Discurso durante a 134ª Sessão Não Deliberativa, no Senado Federal

Voto de pesar pelo falecimento do ex-Governador Miguel Arraes, ocorrido no dia 13 do corrente, em Recife-PE.

Autor
Arthur Virgílio (PSDB - Partido da Social Democracia Brasileira/AM)
Nome completo: Arthur Virgílio do Carmo Ribeiro Neto
Casa
Senado Federal
Tipo
Discurso
Resumo por assunto
HOMENAGEM.:
  • Voto de pesar pelo falecimento do ex-Governador Miguel Arraes, ocorrido no dia 13 do corrente, em Recife-PE.
Publicação
Publicação no DSF de 16/08/2005 - Página 27561
Assunto
Outros > HOMENAGEM.
Indexação
  • HOMENAGEM POSTUMA, MIGUEL ARRAES, EX GOVERNADOR, EX-DEPUTADO, PRESIDENTE, PARTIDO POLITICO, PARTIDO SOCIALISTA BRASILEIRO (PSB), ELOGIO, VIDA PUBLICA, LUTA, DEMOCRACIA, BRASIL.

O SR. ARTHUR VIRGÍLIO (PSDB - AM. Para encaminhar a votação. Com revisão do orador.) - Sr. Presidente, Srªs e Srs. Senadores, no mundo onde ainda cabem, infelizmente, alguns sectários ideológicos, devo dizer que, jovem Deputado, aprendi que não exatamente quem estivesse do meu lado seria um ser perfeito e que não obrigatoriamente quem estivesse contra mim haveria de merecer todos os apodos.

Eu assistia, por exemplo, às reuniões da Comissão de Constituição e Justiça, e eu via Deputados do PDS que davam sustentação ao regime militar, que eu tanto combatia, e eu ali também cultura jurídica, boa-fé, correção; correção que, às vezes, eu tinha que admitir pudesse talvez até faltar em pessoas que estavam nas hostes da Oposição. E o vice era versa, ou seja, já àquela altura, eu preparava meu cérebro e meu coração para a idéia de que a verdade absoluta não é propriedade de ninguém e ela nem sequer existe.

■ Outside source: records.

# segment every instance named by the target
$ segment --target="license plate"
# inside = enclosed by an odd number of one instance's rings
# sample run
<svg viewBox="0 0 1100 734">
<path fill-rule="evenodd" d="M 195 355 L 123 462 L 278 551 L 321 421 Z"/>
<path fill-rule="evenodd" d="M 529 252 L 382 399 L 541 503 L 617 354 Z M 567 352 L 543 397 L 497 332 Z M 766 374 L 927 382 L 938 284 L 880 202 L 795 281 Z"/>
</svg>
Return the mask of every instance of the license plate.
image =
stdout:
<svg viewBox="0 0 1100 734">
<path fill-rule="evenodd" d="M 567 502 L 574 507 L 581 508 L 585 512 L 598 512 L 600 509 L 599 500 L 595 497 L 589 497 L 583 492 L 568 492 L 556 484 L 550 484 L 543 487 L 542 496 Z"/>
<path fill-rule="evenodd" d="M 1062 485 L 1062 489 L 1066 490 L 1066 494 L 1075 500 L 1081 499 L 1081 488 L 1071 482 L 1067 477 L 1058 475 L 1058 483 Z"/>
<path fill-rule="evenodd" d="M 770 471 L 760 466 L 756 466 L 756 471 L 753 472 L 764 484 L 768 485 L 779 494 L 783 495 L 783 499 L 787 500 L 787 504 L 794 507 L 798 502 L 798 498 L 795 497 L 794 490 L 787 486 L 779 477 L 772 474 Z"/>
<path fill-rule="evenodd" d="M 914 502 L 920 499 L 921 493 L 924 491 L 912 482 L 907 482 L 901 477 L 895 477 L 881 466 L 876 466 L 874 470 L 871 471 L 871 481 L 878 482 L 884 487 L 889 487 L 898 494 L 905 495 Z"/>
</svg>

Portanto, registro que Miguel Arraes tinha muito pouco de concordância comigo em relação à economia do País, ao processo político brasileiro. Nós, que fomos colegas na Câmara dos Deputados, eu, jovem Deputado, e ele, veterano e brilhante Líder do Estado de Pernambuco e do Brasil, nós que tivemos tantas coincidências no passado, e a principal delas era lutarmos por liberdade e democracia. Mas vejo que tem pouca importância, Senador Sérgio Guerra, listando os pensamentos de cada um, se as divergências eram maiores que as convergências, porque nos unia uma grande amizade pessoal inclusive, uma amizade pessoal muito profunda.

Em alguns momentos difíceis da minha vida, eu tive o Governador Arraes muito perto; e ele sabe que a recíproca foi exatamente verdadeira. Eu era amigo dele e pronto.

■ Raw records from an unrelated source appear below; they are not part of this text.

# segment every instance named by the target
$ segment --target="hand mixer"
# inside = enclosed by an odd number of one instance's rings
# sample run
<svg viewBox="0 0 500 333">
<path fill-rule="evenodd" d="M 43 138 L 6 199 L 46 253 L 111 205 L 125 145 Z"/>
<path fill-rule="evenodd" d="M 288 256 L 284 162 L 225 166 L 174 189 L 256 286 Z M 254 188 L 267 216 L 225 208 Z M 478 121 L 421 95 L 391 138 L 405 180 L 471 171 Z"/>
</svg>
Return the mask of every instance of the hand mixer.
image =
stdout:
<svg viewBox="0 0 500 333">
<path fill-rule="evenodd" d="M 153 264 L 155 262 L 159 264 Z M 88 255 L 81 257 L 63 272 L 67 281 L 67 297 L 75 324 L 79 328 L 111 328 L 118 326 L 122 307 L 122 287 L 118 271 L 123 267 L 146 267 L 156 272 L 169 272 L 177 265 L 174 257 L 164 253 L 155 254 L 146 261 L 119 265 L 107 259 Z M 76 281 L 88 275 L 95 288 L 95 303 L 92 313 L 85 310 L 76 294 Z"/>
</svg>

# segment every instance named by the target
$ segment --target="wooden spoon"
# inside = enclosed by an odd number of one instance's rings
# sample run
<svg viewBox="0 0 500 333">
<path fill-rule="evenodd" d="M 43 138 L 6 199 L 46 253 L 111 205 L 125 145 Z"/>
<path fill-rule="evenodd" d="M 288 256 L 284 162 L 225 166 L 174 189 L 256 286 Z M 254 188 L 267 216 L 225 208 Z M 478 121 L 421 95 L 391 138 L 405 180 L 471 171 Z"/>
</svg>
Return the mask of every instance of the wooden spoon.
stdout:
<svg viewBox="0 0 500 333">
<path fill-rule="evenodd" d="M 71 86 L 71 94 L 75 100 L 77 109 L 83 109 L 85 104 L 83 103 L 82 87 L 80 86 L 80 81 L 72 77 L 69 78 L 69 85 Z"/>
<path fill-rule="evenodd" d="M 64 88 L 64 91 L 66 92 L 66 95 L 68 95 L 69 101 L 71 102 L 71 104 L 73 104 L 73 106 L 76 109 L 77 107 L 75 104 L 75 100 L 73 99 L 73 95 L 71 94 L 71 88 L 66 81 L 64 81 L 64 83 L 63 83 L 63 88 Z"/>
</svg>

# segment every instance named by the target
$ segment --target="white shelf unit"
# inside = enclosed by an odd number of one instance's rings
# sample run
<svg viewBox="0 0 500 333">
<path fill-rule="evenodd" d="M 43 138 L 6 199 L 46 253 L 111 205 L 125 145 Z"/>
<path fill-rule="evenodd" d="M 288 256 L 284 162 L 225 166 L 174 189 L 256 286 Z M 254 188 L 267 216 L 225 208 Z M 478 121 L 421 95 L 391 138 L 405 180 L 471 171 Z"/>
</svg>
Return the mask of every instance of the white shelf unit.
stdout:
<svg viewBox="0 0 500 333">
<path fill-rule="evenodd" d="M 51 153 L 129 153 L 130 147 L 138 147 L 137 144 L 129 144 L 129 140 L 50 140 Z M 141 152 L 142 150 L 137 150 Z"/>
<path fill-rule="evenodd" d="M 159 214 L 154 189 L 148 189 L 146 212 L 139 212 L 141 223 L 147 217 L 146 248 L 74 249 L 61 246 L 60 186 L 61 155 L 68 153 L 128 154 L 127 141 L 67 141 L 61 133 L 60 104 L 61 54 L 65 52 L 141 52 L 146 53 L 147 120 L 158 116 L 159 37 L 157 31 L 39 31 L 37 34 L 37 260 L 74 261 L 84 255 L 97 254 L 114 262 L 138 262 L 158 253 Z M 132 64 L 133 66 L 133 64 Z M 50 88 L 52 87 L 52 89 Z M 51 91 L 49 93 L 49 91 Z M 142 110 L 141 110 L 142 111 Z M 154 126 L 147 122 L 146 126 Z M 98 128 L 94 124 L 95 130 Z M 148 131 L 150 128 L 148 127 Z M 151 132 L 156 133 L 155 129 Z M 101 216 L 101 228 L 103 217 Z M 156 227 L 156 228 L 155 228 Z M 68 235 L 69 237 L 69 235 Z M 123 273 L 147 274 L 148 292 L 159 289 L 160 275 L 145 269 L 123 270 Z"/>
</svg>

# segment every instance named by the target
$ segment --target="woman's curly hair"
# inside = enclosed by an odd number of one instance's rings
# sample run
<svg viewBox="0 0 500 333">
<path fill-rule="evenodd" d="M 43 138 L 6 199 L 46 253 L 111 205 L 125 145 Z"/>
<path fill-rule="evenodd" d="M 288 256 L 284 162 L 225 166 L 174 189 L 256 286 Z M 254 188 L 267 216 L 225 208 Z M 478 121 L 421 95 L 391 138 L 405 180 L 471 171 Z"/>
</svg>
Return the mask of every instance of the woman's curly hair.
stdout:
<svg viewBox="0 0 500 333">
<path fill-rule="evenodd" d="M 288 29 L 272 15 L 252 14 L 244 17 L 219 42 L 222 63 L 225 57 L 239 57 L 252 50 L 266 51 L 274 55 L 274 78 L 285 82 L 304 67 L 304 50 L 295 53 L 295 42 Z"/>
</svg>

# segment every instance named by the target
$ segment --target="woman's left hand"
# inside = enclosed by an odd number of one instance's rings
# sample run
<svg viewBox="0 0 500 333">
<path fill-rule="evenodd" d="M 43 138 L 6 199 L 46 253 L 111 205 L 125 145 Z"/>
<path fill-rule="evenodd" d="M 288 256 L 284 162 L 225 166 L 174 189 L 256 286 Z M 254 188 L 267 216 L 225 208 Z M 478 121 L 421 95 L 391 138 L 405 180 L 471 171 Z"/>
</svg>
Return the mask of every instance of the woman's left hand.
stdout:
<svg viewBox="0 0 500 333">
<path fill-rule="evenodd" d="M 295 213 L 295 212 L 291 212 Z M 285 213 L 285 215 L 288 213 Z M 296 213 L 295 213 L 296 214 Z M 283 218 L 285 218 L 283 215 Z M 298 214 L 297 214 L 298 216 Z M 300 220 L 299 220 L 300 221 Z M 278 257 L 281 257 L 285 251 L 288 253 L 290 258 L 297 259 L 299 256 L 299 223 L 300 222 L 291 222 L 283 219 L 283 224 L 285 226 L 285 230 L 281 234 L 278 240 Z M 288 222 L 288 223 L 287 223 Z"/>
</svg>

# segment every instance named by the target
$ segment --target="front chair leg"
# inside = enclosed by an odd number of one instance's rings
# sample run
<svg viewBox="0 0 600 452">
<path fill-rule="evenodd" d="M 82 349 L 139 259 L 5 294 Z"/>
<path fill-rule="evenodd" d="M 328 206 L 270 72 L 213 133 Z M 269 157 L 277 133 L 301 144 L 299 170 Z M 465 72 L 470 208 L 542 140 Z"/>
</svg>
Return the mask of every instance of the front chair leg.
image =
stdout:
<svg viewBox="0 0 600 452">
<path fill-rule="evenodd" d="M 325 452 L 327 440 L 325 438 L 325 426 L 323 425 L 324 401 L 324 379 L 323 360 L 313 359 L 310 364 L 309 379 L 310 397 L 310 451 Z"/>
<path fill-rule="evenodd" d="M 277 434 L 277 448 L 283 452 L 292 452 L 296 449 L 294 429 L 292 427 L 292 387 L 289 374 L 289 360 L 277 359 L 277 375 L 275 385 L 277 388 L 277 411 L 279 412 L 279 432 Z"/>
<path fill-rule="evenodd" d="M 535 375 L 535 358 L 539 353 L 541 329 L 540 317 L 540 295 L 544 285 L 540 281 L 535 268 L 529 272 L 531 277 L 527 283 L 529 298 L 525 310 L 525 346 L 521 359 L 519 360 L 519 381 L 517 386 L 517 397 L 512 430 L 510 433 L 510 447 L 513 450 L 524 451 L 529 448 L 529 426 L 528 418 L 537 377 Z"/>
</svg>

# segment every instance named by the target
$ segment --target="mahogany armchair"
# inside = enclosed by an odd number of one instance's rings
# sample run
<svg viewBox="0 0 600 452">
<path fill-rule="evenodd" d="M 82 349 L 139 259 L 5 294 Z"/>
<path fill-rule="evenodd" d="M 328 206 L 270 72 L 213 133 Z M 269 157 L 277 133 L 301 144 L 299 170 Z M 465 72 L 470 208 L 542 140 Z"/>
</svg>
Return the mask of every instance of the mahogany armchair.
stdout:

Certa vez, meu pai, cassado pelo Ato Institucional nº 5, recebemos em casa o ex-Governador de Sergipe, Seixas Dória, figura brava e correta, que tinha sido cassado pela ditadura militar e passado por todo aquele período da prisão em Fernando de Noronha, com Arraes. E ele nos contou que a tortura psicológica fora absolutamente cruel. Todos os dias diziam para ele, Seixas, que tinham fuzilado o Arraes. Davam alguns tiros a esmo, e Seixas dormia achando que Arraes tinha sido fuzilado. E falavam para o Arraes que o Seixas Dória tinha sido fuzilado. E me dizia, dizia para o meu pai e para a minha família o Governador Seixas Dória que, poucas vezes em sua vida, ele vira alguém tão digno, com a capacidade da dignidade, da resistência, da coragem tão marcadamente serena quanto em Miguel Arraes.

Um belo dia, Arraes foi protagonista indireto de um evento em que o protagonista direto foi o Ministro Ribeiro da Costa, do Supremo Tribunal Federal. Um metro e menos de 60cm de altura, Ribeiro da Costa acatou um habeas corpus para libertar Arraes. O General Costa e Silva, Ministro de Exército de Castello Branco disse que não cumpriria o habeas corpus. O Ministro Ribeiro da Costa declarou à imprensa brasileira que, se em 24 horas, o Governador Miguel Arraes não estivesse solto, ele, Ribeiro da Costa, iria tomar um avião a Fernando de Noronha e pessoalmente cumprir o mandado, o habeas corpus.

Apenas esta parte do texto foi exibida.